Pode transar, mas não pode se apaixonar – 05/06/2025 – Tati Bernardi

Pode transar, mas não pode se apaixonar - 05/06/2025 - Tati Bernardi

Começo a fazer pilates perto de casa e fico encantada por uma aluna bem jovem chamada Laura. Ela pergunta se estou precisando contratar uma pesquisadora para algum roteiro e me conta que tem mestrado em “história, política e sociedade”.

Laura tem tatuagens geométricas bem bonitas e originais e trocamos número de telefone para que ela possa me mandar o contato do seu tatuador. A partir daí, sempre que recebemos vídeos sobre alimentos industrializados mandamos uma para outra. Ela com medo de um câncer no futuro, eu com medo de já ter a idade do futuro de Laura.

Laura vem a uma festa em minha casa e traz seu companheiro. Eu chamo de marido e eles arregalam os olhos escandalizados. Não pode mais falar marido, eu tinha esquecido. O marido é mais velho do que Laura, mas bem mais novo do que eu.
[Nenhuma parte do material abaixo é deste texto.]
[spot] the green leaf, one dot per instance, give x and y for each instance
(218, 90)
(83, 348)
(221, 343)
E ele gosta de mim. E gosta bastante. Puxa papo a noite toda, mexe de leve no meu cabelo e Laura sorri tomando certa distância e incentivando o flerte. Ela e seu top minúsculo com paletó gigante insistem em uma estabilidade que não me convence e eu fico curiosíssima tentando entender como funciona a mente dessa geração.

O marido-companheiro de Laura me olha de um jeito tão intenso que começo, nervosa, a morder e lamber compulsivamente os lábios, chego a fazer uma ferida na boca.

No dia seguinte ele puxa papo e mostra que além de tudo é um cara culto e afiadíssimo nas ironias. Juntos vamos ao teatro, ao cinema, brincamos com crianças, ficamos deitados no chão da sala tentando ver quem ganha no campeonato de falar besteira e até viajamos um final de semana. Um dia eu pergunto como funciona a relação aberta entre eles: “pode transar, mas não pode se apaixonar”.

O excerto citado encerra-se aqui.